Mon beau-père et ses camarades baby-boomers avaient une version du rêve américain qui leur était structurellement possible : travailler dur, bâtir un héritage, le transmettre. Cette histoire incluait une promesse économique, mais c’était aussi un récit sur leur place dans une chronologie et comment ils pourraient avoir un impact sur la chronologie après eux. Ce récit a fonctionné pour eux. Mais cela ne fonctionnera pas de la même manière pour ma fille.

Elle ne deviendra pas propriétaire à 28 ans comme le faisaient ses grands-parents. Son diplôme collégial ne lui apportera pas les mêmes garanties d'emploi et de statut social que celui de son grand-père. Il sera beaucoup plus difficile d’élever une famille avec deux revenus, et encore moins avec un seul.

Ce dont la génération de ma fille a besoin, c'est d'une raison de se reconstruire. Cela ne peut pas être une vision trop optimiste de l’état du monde ni une nostalgie d’une version du rêve américain qui n’a jamais été accessible à tous. Ce que nous devons tous retrouver, c’est une histoire collective sur ce que nous nous devons les uns aux autres et sur l’avenir que nous partageons.

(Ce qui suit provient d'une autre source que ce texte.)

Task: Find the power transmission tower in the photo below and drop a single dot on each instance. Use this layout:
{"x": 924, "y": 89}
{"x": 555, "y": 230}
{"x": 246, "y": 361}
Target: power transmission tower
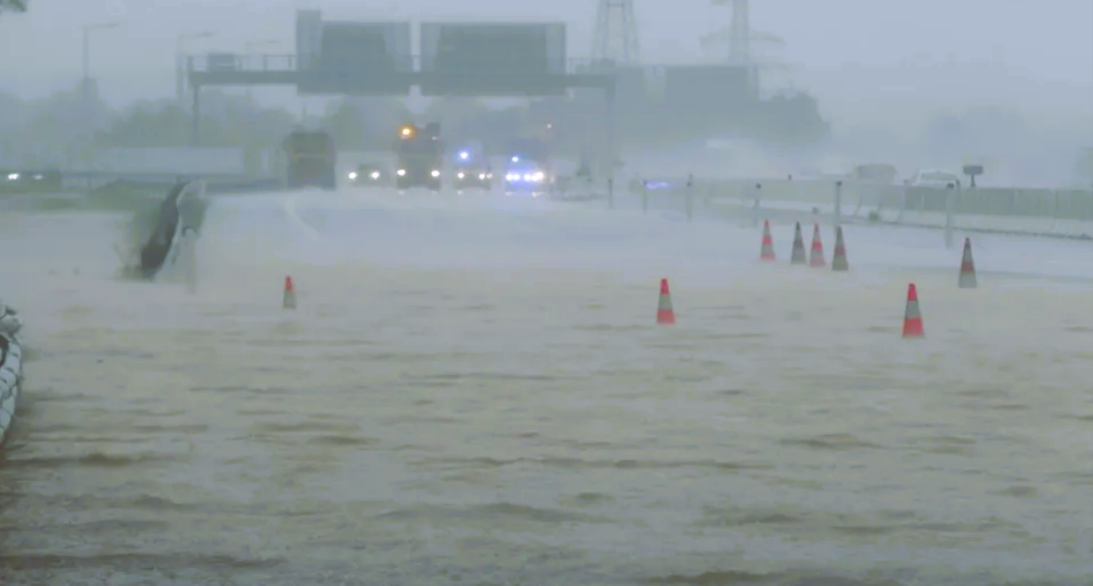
{"x": 616, "y": 33}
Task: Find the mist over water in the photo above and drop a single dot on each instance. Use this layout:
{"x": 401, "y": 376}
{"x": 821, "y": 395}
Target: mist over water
{"x": 472, "y": 390}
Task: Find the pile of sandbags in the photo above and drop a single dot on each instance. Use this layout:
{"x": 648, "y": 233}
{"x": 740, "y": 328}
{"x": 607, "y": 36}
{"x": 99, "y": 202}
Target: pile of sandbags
{"x": 11, "y": 367}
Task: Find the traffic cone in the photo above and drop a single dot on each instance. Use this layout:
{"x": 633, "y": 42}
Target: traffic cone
{"x": 290, "y": 294}
{"x": 665, "y": 314}
{"x": 912, "y": 317}
{"x": 798, "y": 256}
{"x": 815, "y": 257}
{"x": 838, "y": 261}
{"x": 766, "y": 254}
{"x": 967, "y": 268}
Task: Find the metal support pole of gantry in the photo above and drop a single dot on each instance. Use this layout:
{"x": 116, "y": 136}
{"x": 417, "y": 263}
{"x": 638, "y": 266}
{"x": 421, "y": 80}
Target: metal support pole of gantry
{"x": 611, "y": 155}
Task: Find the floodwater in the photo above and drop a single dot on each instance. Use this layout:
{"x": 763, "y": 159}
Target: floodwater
{"x": 474, "y": 393}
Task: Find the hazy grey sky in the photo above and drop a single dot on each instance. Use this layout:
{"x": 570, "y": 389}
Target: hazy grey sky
{"x": 1038, "y": 47}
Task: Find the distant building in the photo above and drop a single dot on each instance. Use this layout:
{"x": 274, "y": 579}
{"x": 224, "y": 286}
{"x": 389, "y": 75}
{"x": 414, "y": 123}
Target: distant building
{"x": 180, "y": 160}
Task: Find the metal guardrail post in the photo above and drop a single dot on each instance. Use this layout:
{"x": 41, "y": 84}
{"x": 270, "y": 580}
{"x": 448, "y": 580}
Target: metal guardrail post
{"x": 759, "y": 196}
{"x": 838, "y": 202}
{"x": 950, "y": 196}
{"x": 689, "y": 198}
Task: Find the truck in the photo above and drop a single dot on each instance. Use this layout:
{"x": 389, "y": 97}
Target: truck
{"x": 312, "y": 160}
{"x": 420, "y": 156}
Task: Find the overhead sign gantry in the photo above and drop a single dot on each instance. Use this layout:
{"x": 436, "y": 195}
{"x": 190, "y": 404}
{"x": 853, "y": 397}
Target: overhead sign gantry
{"x": 344, "y": 58}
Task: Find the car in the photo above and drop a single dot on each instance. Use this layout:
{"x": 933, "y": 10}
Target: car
{"x": 524, "y": 175}
{"x": 369, "y": 175}
{"x": 472, "y": 177}
{"x": 935, "y": 178}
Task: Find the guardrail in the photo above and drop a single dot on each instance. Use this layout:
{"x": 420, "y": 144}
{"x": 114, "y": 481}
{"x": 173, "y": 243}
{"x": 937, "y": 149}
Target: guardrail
{"x": 280, "y": 62}
{"x": 1053, "y": 212}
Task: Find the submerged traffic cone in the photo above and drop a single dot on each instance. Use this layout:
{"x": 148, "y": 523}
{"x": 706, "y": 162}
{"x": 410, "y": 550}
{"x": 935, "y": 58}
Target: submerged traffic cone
{"x": 665, "y": 314}
{"x": 912, "y": 317}
{"x": 798, "y": 256}
{"x": 967, "y": 268}
{"x": 815, "y": 257}
{"x": 838, "y": 261}
{"x": 290, "y": 294}
{"x": 766, "y": 254}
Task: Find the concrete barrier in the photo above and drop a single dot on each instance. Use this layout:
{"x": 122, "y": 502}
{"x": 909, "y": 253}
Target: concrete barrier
{"x": 11, "y": 368}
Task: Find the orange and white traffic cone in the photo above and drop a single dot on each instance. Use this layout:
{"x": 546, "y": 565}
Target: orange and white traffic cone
{"x": 766, "y": 253}
{"x": 289, "y": 301}
{"x": 967, "y": 268}
{"x": 838, "y": 261}
{"x": 665, "y": 314}
{"x": 912, "y": 317}
{"x": 798, "y": 255}
{"x": 815, "y": 257}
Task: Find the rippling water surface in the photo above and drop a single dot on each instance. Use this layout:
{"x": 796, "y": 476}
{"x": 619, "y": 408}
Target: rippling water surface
{"x": 460, "y": 424}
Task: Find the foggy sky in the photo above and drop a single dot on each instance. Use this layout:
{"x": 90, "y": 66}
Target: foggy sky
{"x": 1039, "y": 55}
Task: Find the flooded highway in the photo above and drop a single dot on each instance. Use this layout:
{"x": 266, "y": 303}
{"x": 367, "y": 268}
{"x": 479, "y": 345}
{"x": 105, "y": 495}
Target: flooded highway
{"x": 474, "y": 391}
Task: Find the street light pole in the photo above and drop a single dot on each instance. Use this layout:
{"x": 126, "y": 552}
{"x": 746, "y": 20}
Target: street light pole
{"x": 179, "y": 60}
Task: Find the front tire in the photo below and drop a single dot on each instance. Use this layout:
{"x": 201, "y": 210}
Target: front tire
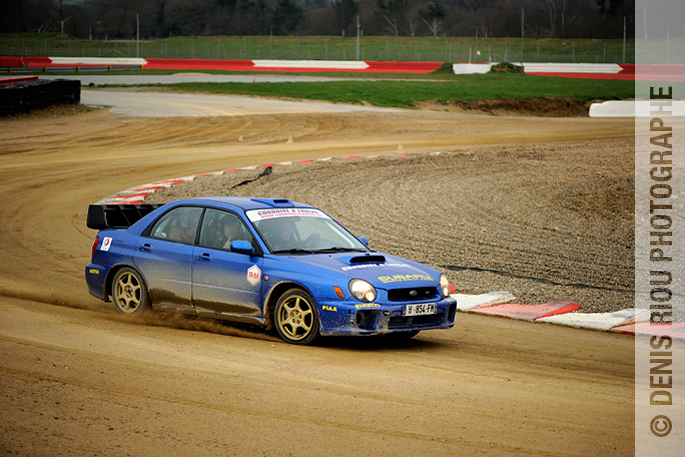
{"x": 296, "y": 317}
{"x": 129, "y": 292}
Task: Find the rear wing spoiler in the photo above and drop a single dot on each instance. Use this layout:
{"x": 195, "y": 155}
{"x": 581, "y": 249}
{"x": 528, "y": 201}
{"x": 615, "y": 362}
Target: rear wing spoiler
{"x": 117, "y": 216}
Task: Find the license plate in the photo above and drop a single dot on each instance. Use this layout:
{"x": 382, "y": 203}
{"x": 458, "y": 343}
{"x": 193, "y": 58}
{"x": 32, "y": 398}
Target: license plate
{"x": 419, "y": 310}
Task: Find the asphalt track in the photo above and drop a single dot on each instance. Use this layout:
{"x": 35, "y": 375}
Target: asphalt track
{"x": 79, "y": 380}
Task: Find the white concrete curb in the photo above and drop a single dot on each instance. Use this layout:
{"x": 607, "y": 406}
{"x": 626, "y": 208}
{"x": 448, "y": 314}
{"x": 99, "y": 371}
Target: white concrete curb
{"x": 599, "y": 321}
{"x": 468, "y": 302}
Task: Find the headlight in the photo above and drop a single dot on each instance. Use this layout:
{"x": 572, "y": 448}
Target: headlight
{"x": 444, "y": 286}
{"x": 362, "y": 290}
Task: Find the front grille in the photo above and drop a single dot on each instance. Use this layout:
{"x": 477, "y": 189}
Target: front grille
{"x": 411, "y": 294}
{"x": 415, "y": 321}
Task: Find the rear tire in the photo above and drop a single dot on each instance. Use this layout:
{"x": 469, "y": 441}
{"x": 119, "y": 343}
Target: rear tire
{"x": 129, "y": 292}
{"x": 296, "y": 317}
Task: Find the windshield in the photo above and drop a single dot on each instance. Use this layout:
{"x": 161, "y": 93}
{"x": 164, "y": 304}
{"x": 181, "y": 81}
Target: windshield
{"x": 302, "y": 231}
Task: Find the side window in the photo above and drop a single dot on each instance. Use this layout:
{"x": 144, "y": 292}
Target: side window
{"x": 219, "y": 228}
{"x": 179, "y": 225}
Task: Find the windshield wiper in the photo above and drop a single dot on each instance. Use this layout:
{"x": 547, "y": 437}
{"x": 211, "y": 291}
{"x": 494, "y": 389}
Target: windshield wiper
{"x": 293, "y": 251}
{"x": 338, "y": 249}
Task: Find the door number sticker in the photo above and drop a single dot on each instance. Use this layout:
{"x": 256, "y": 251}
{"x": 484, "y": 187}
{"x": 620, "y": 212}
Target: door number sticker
{"x": 254, "y": 274}
{"x": 106, "y": 244}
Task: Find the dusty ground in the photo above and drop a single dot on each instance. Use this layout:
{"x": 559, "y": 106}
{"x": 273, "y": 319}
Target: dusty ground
{"x": 79, "y": 380}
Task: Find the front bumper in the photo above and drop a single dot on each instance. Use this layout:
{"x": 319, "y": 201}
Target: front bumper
{"x": 376, "y": 319}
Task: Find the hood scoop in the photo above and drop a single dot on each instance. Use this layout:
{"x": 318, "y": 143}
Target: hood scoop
{"x": 367, "y": 259}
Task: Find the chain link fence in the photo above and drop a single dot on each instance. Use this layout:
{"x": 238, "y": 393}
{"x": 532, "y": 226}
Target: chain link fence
{"x": 332, "y": 48}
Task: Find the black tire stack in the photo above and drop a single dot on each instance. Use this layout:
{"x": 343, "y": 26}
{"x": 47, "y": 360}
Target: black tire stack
{"x": 27, "y": 96}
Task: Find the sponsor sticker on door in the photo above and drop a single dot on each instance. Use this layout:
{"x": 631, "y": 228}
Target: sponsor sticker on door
{"x": 254, "y": 274}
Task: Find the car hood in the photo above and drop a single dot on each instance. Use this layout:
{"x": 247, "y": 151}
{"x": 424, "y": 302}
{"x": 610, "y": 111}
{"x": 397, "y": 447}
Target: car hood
{"x": 381, "y": 270}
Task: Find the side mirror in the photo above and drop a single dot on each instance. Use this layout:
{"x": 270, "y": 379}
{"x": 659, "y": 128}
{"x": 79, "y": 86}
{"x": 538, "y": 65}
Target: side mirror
{"x": 242, "y": 247}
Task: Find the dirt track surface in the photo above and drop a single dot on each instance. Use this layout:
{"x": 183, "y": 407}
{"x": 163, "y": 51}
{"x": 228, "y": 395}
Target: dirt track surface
{"x": 79, "y": 380}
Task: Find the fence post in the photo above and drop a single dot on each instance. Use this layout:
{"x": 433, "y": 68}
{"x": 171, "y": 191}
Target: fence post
{"x": 573, "y": 51}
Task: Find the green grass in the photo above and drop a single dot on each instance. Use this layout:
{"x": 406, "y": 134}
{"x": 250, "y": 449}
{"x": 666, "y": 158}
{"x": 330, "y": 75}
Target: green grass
{"x": 389, "y": 93}
{"x": 376, "y": 48}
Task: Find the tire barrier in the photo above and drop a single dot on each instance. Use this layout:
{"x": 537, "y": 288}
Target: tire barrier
{"x": 26, "y": 96}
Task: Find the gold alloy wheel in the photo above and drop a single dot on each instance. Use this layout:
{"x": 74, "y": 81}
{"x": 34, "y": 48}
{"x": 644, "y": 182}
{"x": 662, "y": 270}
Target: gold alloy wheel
{"x": 296, "y": 318}
{"x": 128, "y": 293}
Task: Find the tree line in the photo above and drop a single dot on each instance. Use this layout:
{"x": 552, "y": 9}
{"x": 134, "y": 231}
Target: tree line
{"x": 150, "y": 19}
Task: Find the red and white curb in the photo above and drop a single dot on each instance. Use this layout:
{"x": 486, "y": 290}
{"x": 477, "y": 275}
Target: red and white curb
{"x": 563, "y": 312}
{"x": 137, "y": 195}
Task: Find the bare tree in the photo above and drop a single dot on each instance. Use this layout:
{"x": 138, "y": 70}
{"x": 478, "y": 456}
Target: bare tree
{"x": 433, "y": 17}
{"x": 345, "y": 13}
{"x": 393, "y": 14}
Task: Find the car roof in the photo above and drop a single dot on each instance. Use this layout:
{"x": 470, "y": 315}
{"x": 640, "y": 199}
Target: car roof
{"x": 248, "y": 203}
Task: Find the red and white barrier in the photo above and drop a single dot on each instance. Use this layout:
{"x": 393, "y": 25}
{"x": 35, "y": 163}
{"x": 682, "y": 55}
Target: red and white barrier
{"x": 529, "y": 312}
{"x": 675, "y": 331}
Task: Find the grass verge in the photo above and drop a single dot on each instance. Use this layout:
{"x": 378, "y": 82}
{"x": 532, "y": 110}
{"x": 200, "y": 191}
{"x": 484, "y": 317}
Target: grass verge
{"x": 403, "y": 94}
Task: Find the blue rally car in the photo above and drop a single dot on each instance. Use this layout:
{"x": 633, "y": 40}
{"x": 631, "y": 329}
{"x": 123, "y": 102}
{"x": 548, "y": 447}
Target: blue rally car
{"x": 270, "y": 262}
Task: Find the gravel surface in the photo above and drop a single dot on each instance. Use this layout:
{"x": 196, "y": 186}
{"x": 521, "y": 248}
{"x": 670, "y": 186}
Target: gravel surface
{"x": 545, "y": 221}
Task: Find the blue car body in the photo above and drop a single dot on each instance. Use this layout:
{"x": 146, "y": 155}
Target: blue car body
{"x": 244, "y": 282}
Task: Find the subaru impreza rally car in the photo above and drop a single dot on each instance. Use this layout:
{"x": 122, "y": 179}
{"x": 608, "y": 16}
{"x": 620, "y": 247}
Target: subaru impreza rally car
{"x": 270, "y": 262}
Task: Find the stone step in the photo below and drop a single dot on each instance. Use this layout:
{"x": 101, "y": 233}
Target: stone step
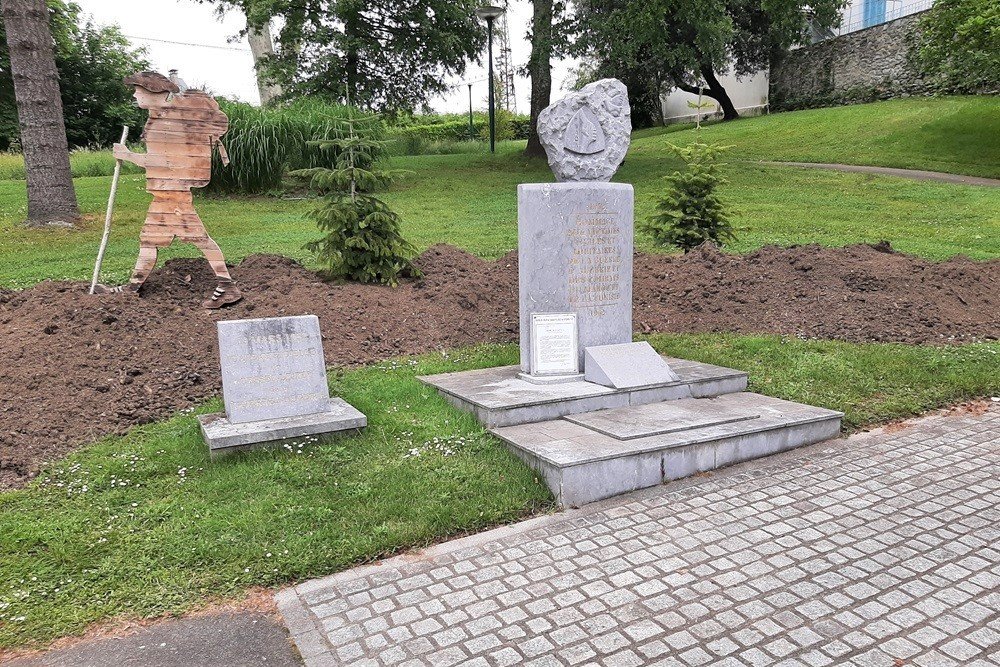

Mais comment faire cela ? La première étape consiste à reconnaître que faire cavalier seul n’est pas la solution, que l’épanouissement humain a toujours été un projet collectif. La deuxième étape consiste à trouver de nouvelles façons de rassembler toutes les générations pour partager les histoires que nous aimons, nommer les avenirs que nous voulons et rejeter ceux qui sont écrits pour nous par des personnes ayant trop de pouvoir et trop peu de responsabilités. Nous avons eu un aperçu de ce à quoi cela peut ressembler dans l'énergie qui a entouré la campagne de Zohran Mamdani – qui ressemblait moins à de la politique quotidienne qu'à un exercice d'imagination collective.

Je pense que la religion est probablement la façon dont nous procédions auparavant, et nous n'avons pas trouvé ce qui la remplace. Les communautés religieuses étaient des lieux où des personnes de différentes générations se réunissaient régulièrement, racontaient des histoires sur le passé et l'avenir et se tenaient mutuellement responsables de quelque chose de plus grand que leur propre bonheur.

Nous n'avons pas besoin de reconstruire la religion traditionnelle. Mais nous avons besoin de quelque chose qui fasse de son mieux ce que la religion fait.

Nous avons les sentiments. Ma fille mérite l'histoire.

(Liz Bucar est professeur de religion à la Northeastern University et auteur de « Beyond Wellness: How Restoring the Religious Roots of Spiritual Practices Can Heal Us » (Tarcher/Penguin Random House, 2026). Elle écrit le bulletin d'information à succès Substack Religion, Reimagined.)